SUNDAY I had dinner with Jim Faber. I told him the whole story all the way through, and we never did get to a meeting that night. We were still in the Chinese restaurant when they were saying the Lord's Prayer.
"Well, it's a hell of a story," he said. "And I guess you could say it has a happy ending, because you didn't drink and you aren't going to go to jail. Or are you?"
"No."
"It must be an interesting feeling, playing judge and jury, deciding who gets to live and who deserves to die. Like playing God, I guess you could say."
"You could say that."
"You think you'll make a habit of it?"
I shook my head. "I don't think I'll ever do it again. But I never thought I would do it at all. I've done unorthodox things over the years, both on and off the force. I've fabricated evidence, I've distorted situations."
"This was a little different."
"It was a lot different. See, I saw that tape during the summer and I never really did get it out of my mind. And then I ran into the son of a bitch by pure chance, recognized him from a gesture, the way he smoothed a boy's hair back on his head. Probably something his own father used to do."
"Why do you say that?"
"Because something or other turned him into a monster. Maybe his father abused him, maybe he was raped in childhood. That's one of the ways it works. It wouldn't have been all that hard to understand Stettner. To sympathize with him."
"That's something I noticed," he said. "When you were talking about him. I never got the feeling that you hated him."
"Why should I hate him? He was quite charming. His manners were good, he was witty, he had a sense of humor. If you want to divide the world into good men and bad men, he was certainly one of the bad ones. But I don't know if you can do that. I used to be able to. It's harder than it once was."
I leaned forward. "They would have kept on doing it," I said. "They were recreational killers, they did it for the sport of it. They enjoyed it. I can't understand that, but there are plenty of people who can't understand how I can enjoy watching a boxing match. Maybe what people do and don't enjoy is yet another area that's beyond judgment.
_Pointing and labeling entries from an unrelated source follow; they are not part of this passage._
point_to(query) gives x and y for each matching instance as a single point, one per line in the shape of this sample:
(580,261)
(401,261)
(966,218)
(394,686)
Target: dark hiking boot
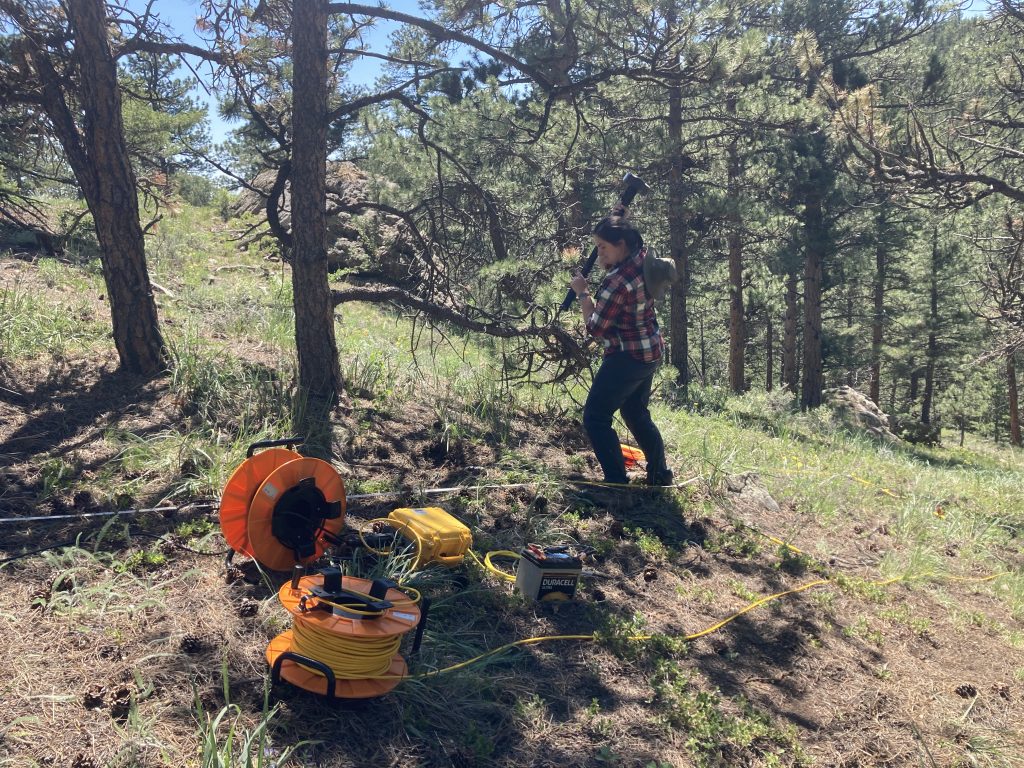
(665,477)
"But here's the point. They were doing this and getting away with it, and I got on their case and got lucky and figured out what they did and how they did it and who they did it to, and it didn't mean squat. No indictment, no arrest, no charges brought, not even an investigation. A pretty good cop found the whole thing so frustrating he drank himself stupid. I wasn't prepared to do that myself."